Whether Republicans treat these things as partisan issues – and especially whether a significant number of Republicans treat them as partisan issues – will affect whether a large minority in the country feels encouraged to forcibly challenge the Biden government and whether elected Republicans have cover to refuse to cooperate in good faith with the administration and to politicize impeachment in the future. After the vote in the House of Representatives, this seems to be the most likely so far.
“The challenge now is to get more Republicans to recognize their patriotic duty to de-radicalize the GOP.”
Timothy Naftali is Professor of Public Service at New York University and former director of the Richard Nixon Presidential Library and Museum. He is co-author of Impeachment: An American Story.
Although the rejection on Wednesday wasn’t as strong as it should have been, Congress nonetheless condemned Trump in the most bipartisan impeachment in US history. The challenge now is to get more Republicans to recognize their patriotic duty to de-radicalize the GOP and ensure that America has two constitutional parties. To sweep January 6 under the table with the implicit double lies about moral equivalence with the Black Lives Matter movement and that the attack was defined by anarchism would only encourage a sense of empowerment for the Trumpist right. We remain in a dangerous moment. If there wasn’t a clear and present threat to our constitutional institutions from an excited law, Republican Congressmen considering voting against Trump wouldn’t be afraid for the safety of their families, and members of our military wouldn’t sleep those nights in the halls of the Capitol.

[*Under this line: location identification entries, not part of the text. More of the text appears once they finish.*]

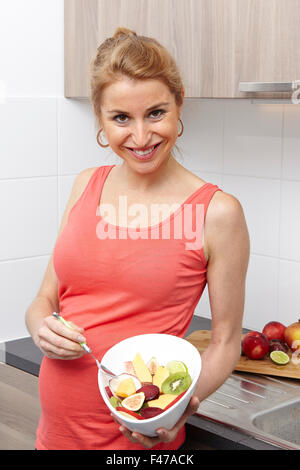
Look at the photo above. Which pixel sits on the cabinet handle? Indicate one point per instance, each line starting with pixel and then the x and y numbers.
pixel 272 87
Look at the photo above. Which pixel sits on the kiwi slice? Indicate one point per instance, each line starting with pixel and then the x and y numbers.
pixel 176 383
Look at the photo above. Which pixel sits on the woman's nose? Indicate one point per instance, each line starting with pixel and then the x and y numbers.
pixel 141 134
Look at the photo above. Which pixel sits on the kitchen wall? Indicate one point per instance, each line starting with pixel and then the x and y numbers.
pixel 250 151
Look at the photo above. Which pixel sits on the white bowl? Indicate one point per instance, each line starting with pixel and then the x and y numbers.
pixel 165 348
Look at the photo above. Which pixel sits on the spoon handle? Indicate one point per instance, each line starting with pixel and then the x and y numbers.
pixel 69 325
pixel 84 345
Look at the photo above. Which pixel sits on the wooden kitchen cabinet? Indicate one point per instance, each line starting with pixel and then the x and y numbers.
pixel 216 43
pixel 19 408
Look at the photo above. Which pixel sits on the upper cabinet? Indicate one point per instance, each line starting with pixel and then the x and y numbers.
pixel 216 43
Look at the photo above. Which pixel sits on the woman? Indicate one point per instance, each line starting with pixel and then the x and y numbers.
pixel 116 276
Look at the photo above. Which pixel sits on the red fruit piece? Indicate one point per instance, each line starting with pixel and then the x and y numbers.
pixel 274 330
pixel 108 391
pixel 129 412
pixel 175 401
pixel 255 346
pixel 151 391
pixel 151 411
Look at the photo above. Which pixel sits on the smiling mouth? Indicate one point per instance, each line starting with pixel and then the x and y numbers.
pixel 144 151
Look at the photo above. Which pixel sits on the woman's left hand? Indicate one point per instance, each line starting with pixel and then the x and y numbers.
pixel 164 435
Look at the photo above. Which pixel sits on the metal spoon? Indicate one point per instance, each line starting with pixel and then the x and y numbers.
pixel 84 346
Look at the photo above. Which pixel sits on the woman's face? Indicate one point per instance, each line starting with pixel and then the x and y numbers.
pixel 140 121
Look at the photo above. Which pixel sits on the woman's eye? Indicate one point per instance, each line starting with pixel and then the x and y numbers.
pixel 120 118
pixel 158 112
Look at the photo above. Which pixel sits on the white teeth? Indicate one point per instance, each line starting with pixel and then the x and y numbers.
pixel 144 152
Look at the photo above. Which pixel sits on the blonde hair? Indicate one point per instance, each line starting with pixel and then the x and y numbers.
pixel 137 57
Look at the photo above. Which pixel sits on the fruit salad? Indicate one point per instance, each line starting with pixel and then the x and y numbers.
pixel 146 390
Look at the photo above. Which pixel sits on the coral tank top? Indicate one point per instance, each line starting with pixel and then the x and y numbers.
pixel 116 282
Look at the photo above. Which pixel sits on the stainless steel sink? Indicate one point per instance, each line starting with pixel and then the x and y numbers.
pixel 260 406
pixel 282 421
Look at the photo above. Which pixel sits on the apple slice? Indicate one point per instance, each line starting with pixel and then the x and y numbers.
pixel 122 390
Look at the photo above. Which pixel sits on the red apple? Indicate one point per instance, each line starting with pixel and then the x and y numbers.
pixel 255 346
pixel 274 330
pixel 292 335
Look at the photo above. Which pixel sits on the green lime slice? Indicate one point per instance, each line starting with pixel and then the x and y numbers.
pixel 279 357
pixel 176 366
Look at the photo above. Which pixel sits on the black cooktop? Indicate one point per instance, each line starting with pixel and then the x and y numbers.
pixel 25 355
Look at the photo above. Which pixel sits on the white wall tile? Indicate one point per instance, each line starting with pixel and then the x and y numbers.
pixel 202 140
pixel 260 199
pixel 252 139
pixel 290 221
pixel 291 143
pixel 28 209
pixel 65 188
pixel 78 148
pixel 20 281
pixel 289 286
pixel 32 47
pixel 261 299
pixel 28 143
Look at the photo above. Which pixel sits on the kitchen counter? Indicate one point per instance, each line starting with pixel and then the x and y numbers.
pixel 202 432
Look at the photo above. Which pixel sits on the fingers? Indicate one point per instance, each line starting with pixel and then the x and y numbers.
pixel 164 435
pixel 58 341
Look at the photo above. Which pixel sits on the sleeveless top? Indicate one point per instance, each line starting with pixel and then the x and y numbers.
pixel 121 284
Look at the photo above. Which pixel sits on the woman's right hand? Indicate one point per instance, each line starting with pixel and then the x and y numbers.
pixel 57 341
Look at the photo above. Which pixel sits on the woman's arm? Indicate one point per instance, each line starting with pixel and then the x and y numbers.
pixel 229 250
pixel 228 247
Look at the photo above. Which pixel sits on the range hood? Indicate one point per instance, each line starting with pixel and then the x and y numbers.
pixel 273 87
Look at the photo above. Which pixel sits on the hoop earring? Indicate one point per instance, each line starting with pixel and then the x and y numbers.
pixel 99 140
pixel 182 128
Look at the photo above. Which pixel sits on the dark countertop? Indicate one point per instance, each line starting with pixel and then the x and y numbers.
pixel 24 355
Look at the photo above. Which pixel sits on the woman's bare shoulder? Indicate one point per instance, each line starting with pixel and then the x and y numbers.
pixel 224 209
pixel 225 220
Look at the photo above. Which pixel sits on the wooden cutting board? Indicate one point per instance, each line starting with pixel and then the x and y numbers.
pixel 201 339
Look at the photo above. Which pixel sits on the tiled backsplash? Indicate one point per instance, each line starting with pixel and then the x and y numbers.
pixel 249 150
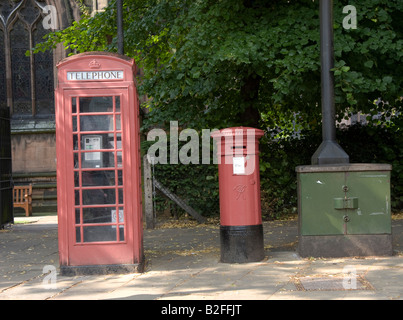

As for impeachment, this second impeachment suggests that the process is as strong as ever. The founders empowered Congress with impeachment and deportation to respond to threats to our constitutional system posed by its sworn officials, particularly those at the highest levels.
Impeachments based solely on partisan anger are a misunderstanding of the spirit of our constitution, whether or not a quick effort. We have precedents for bad impeachments – the partisan efforts against Andrew Johnson and Bill Clinton. But is that what is really going on now?
Weeks after the November 3 presidential election, President Donald J. Trump fueled the cultural, social, and political fears of millions of Americans by claiming without evidence that he and his support were the victims of the largest election fraud in US history. He encouraged state and national challenges, denied election results, and claimed that if justice prevailed, he and his supporters would win. Step by step, our institutions have resisted these efforts to reverse the outcome of the 2020 elections. When Pence refused to block the confirmation of the votes and the GOP majority in the Senate turned against Trump, he continued to goad his army of supporters and watch them forcibly occupy Congress and obstruct the census.
The founders have not given future generations a precise definition of high crimes and misdemeanors, but in their debates and in their understanding of the existing English precedents they have made clear the spirit that should lead to impeachments. The future Congress should remove from office those who in 1787 threatened the continuation of their great work, as Trump clearly did. The unprecedented second impeachment on Wednesday was inspired by that responsibility.